Interrogazioni parlamentari
INTERROGAZIONE SCRITTA E-0513/01
di Olivier Dupuis (TDI) al Consiglio
(23 febbraio 2001)

Oggetto: Proclamazione dello stato di emergenza e grave situazione in Ecuador


La politica di rigore economico messa in atto dal governo ecuadoriano per uscire dalla drammatica crisi economica che affligge il paese da ormai più di tre anni è accompagnata da una grave tensione sociale. Accanto all'ampio flusso migratorio per "povertà" di un'ampia fascia della popolazione economicamente attiva, si assiste ad una crescente mobilitazione e contestazione da parte delle fasce di popolazione più gravemente toccate, che coincidono in buona parte con le popolazioni "indios".

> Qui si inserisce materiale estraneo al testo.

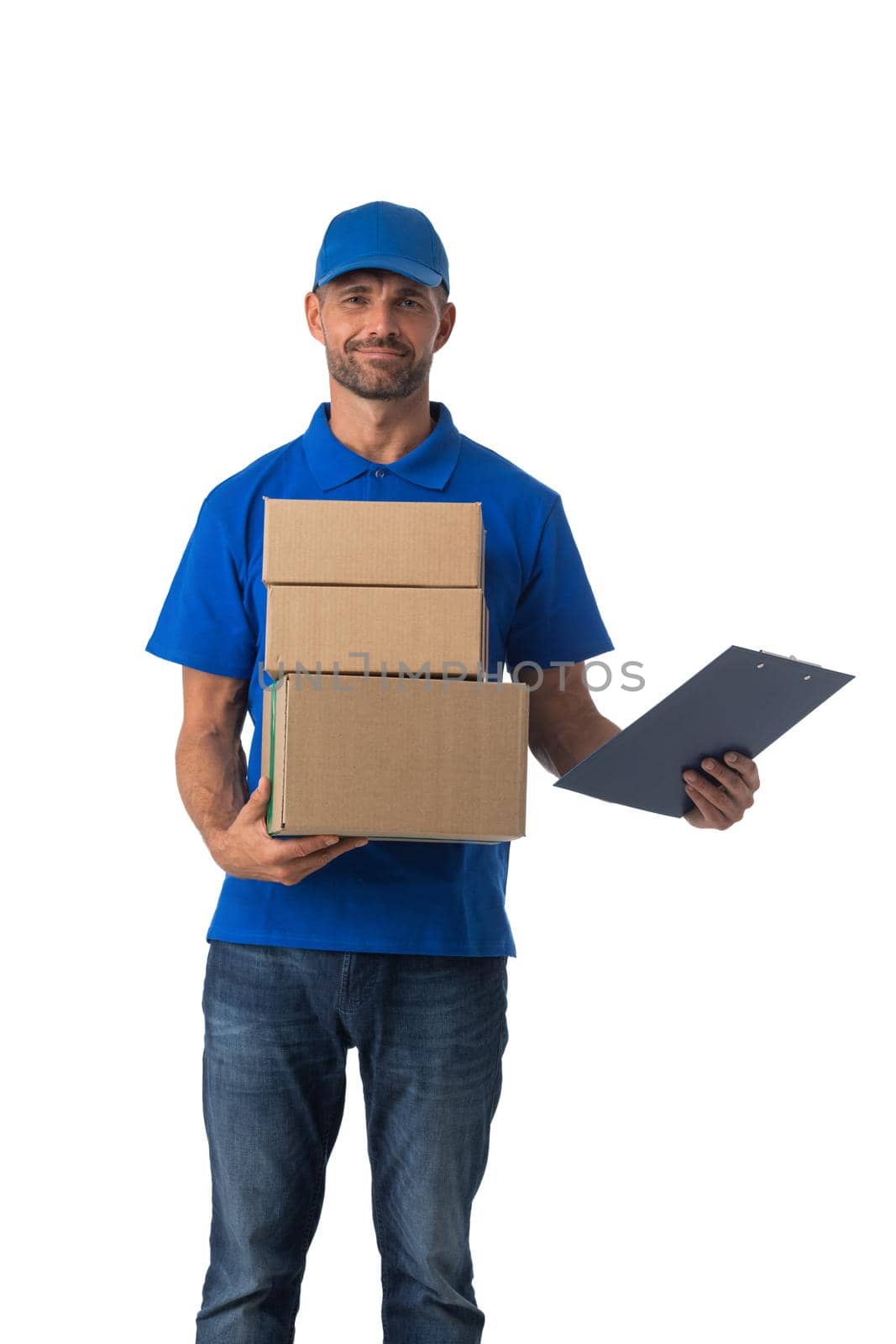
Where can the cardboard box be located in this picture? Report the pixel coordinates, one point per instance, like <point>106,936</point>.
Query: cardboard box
<point>376,542</point>
<point>392,625</point>
<point>396,759</point>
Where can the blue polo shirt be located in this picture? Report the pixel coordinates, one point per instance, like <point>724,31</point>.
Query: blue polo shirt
<point>390,895</point>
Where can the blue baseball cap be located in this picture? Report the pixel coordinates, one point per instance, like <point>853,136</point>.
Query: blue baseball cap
<point>383,237</point>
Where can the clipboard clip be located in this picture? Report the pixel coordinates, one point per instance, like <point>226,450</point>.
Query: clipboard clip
<point>792,656</point>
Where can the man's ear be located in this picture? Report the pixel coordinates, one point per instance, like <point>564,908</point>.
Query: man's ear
<point>446,326</point>
<point>313,316</point>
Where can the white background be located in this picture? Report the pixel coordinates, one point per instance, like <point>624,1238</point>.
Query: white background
<point>671,239</point>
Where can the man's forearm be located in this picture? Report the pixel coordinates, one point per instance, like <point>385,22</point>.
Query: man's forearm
<point>570,743</point>
<point>211,779</point>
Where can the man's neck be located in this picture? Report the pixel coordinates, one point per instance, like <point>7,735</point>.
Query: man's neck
<point>382,432</point>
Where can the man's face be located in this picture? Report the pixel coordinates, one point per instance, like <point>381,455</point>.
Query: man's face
<point>380,331</point>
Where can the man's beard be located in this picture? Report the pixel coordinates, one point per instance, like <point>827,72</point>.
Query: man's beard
<point>374,382</point>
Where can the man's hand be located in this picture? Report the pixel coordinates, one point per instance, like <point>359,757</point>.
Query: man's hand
<point>723,793</point>
<point>244,850</point>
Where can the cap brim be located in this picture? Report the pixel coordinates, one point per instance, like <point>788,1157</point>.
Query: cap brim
<point>401,265</point>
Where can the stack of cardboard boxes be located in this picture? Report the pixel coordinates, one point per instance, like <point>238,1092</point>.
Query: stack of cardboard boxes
<point>380,721</point>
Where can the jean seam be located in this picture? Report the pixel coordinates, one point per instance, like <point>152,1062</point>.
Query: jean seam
<point>317,1202</point>
<point>383,1257</point>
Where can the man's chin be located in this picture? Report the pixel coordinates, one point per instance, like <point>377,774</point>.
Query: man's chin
<point>378,385</point>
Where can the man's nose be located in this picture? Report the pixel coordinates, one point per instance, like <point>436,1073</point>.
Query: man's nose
<point>380,318</point>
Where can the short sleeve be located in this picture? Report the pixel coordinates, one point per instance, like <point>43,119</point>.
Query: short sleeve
<point>557,618</point>
<point>203,622</point>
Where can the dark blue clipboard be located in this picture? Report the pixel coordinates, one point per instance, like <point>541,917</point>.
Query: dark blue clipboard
<point>743,701</point>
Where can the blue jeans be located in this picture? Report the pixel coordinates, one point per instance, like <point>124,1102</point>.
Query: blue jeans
<point>430,1034</point>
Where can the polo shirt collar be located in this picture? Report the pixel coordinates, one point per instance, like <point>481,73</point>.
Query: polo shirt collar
<point>430,464</point>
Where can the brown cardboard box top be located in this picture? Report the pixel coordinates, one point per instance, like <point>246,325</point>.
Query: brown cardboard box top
<point>383,542</point>
<point>416,625</point>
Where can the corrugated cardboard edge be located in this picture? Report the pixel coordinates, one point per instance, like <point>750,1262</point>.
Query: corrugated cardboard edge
<point>265,543</point>
<point>523,739</point>
<point>265,732</point>
<point>485,636</point>
<point>278,729</point>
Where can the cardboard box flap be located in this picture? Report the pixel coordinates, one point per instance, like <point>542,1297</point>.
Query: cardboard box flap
<point>380,542</point>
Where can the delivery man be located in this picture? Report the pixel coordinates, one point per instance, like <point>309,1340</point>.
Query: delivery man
<point>396,948</point>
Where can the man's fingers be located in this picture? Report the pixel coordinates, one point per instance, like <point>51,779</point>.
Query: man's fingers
<point>708,813</point>
<point>255,806</point>
<point>745,766</point>
<point>297,869</point>
<point>307,847</point>
<point>728,779</point>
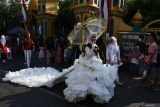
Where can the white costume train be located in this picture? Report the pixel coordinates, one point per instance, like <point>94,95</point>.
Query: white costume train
<point>87,76</point>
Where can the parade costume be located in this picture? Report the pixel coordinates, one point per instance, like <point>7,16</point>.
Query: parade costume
<point>90,77</point>
<point>28,45</point>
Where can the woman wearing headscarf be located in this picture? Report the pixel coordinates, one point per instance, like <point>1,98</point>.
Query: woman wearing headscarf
<point>28,46</point>
<point>113,56</point>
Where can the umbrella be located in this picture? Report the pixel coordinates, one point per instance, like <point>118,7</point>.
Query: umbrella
<point>16,30</point>
<point>82,31</point>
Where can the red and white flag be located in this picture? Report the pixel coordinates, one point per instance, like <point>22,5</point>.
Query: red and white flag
<point>24,13</point>
<point>104,12</point>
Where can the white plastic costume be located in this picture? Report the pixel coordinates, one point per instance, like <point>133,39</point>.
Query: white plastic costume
<point>90,77</point>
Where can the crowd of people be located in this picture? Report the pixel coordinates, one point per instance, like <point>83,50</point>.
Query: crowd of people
<point>89,74</point>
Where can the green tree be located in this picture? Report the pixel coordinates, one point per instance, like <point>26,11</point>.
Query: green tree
<point>65,19</point>
<point>148,8</point>
<point>9,11</point>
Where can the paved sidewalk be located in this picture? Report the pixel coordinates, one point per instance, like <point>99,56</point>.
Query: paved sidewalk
<point>131,94</point>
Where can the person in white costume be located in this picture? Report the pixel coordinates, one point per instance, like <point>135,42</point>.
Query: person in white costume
<point>87,76</point>
<point>90,77</point>
<point>113,56</point>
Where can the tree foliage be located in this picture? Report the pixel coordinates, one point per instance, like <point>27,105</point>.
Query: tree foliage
<point>148,8</point>
<point>9,10</point>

Di fronte a tale tensione sociale le autorità ecuadoriane, oltre ad una dura repressione delle forze dell'ordine, hanno fatto ricorso alla proclamazione dello stato di emergenza.

Non teme il Consiglio che - vista la caratterizzazione anche etnica della protesta fin qui rimasta fondamentalmente pacifica - la crisi economica in corso sia tale da mettere a repentaglio lo Stato effettivamente plurinazionale e democratico sancito dalla nuova Costituzione ecuadoriana?

A questo proposito il Consiglio ha già preso o intende prendere posizione contro il proclamato stato di emergenza?

Intende il Consiglio invitare il governo ecuadoriano a garantire le libertà civili e politiche anche nella protesta - purché pacifica - della popolazione, per evitare che la situazione degeneri?

Non crede il Consiglio che, rispetto alla condizione di reale indigenza in cui versa circa il 70 % della popolazione nel detto quadro di instabilità politica, la comunità internazionale debba affrontare il problema del debito estero dell'Ecuador e del necessario risanamento della sua economia nell'ambito del Club di Parigi, in base a criteri che evitino l'assistenzialismo e che favoriscano ingenti investimenti nazionali ed internazionali?

Inoltre, quali altre iniziative intende prendere il Consiglio per aiutare l'Ecuador in questa difficile situazione?

E-0513/01
Risposta
(13 luglio 2001)


Il Consiglio è consapevole della difficile situazione economica dell'Ecuador e delle pressioni cui sono sottoposti i settori più deboli della popolazione nell'attuale fase di "dollarizzazione" e di adeguamento economico avviata dal Governo per conformarsi alle richieste dell'FMI.

In gennaio e febbraio il Consiglio ha seguito molto da vicino gli eventi cui fa riferimento l'Onorevole Parlamentare nell'interrogazione e ritiene che non vi siano soluzioni ai problemi indicati se non nell'ambito del sistema politico democratico.

Il Consiglio ha espresso la volontà di contribuire agli sforzi dell'Ecuador e di tutti i paesi andini volti a rafforzare la democrazia, i diritti dell'uomo e lo stato di diritto. Questi sono i pilastri su cui si fonda la cooperazione economica e il dialogo politico tra le due parti. Lo stesso messaggio è stato trasmesso all'Ecuador e agli altri paesi andini nell'ultima riunione ministeriale tra l'UE e la Comunità andina che si è svolta il 28 marzo 2001 a Santiago del Cile.